News that the medical records of 8.63 million patients - including details of abortions, HIV infections, cancer and mental illness treatments - have been lost after an NHS laptop went missing in late May has been met with consternation from Venafi, the data security specialist.
According to reports, the apparent theft of the unencrypted laptop from a London NHS building is potentially the biggest data loss incident in the history of the NHS.
This laptop was apparently one of 20 which were ‘lost’ from a store room at London Health Programmes - a medical research facility. According to Jeff Hudson, CEO of Venafi, the loss of the data, the health records, was 100% avoidable. “People will lose or have stolen from them physical items like laptops, that is unavoidable. What is completely avoidable is losing the health records. If they were encrypted, then they would not be readable by the theif or whoever they end up with.” I find it breathtaking, and maddening that the NHS did not encrypt the data on the laptops. It is easy to do, there is excellent technology in place to do it, and if it had been done then 8.63 million people would be feeling completely differently today because their most private information would not be floating around in plain sight." he said.

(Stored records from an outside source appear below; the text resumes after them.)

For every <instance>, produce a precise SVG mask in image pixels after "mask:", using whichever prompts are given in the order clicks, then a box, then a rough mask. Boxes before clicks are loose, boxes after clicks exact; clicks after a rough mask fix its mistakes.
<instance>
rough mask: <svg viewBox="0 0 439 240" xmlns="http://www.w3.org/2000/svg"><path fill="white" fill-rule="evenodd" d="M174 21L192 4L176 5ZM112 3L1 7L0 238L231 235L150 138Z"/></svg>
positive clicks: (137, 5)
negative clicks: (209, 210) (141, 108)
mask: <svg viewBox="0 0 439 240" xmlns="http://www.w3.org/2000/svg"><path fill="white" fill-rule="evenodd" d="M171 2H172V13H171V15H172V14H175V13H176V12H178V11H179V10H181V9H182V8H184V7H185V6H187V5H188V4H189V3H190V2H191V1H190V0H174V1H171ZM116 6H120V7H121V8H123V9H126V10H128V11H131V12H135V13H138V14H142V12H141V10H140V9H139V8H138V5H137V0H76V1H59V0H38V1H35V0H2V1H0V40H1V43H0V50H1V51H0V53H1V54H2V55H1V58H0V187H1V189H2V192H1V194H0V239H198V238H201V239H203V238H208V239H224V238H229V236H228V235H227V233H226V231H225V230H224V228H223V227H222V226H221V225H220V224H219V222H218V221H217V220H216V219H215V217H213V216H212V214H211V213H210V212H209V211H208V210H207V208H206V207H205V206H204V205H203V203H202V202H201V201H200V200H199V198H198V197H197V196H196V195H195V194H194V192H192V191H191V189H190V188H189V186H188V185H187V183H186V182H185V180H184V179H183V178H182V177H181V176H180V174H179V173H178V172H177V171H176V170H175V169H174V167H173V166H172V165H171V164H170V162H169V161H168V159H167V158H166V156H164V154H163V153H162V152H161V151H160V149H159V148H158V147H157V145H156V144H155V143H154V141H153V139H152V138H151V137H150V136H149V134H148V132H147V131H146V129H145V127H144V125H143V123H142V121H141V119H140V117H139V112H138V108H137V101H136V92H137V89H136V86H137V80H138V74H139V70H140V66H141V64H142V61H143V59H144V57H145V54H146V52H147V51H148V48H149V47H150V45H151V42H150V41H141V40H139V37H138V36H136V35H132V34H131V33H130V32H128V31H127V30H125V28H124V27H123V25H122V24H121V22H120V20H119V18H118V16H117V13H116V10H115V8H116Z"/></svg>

"With the offending laptop reportedly also containing records of around 18 million hospital visits, operations and patient procedures, this is a very avoidable and serious data loss indeed and likely violates data protection regulations and patient privacy mandates" he added.
Venafi's CEO noted that when David Smith, the Deputy Information Commissioner spoke at the Infosecurity Europe 2010 show just over a year ago, he revealed that the NHS was responsible for one third of all the data breaches his office had investigated.
Hudson said: “These aren’t someone's credit card details - which can be locked down by a bank and simply reissued. It's more than eight million people's' medical records, many of whom will be devastated to find that their most intimate personal details and health histories are potentially up for grabs in the criminal community.”
Hudson said: “News of the magnitude and severity of this loss of citizen’s personal medical information makes me sad and mad. In general those responsible for these kinds of data loss are either incompetent or uneducated about how to avoid these situations. Data must be encrypted at all times, when it is stored, or being moved it must be encrypted. If it is encrypted, then it can’t be lost as it was in this case. The question that must be answered by the NHS is why was this not encrypted and what best practices are being implemented to make sure that going forward all data will always be encrypted?”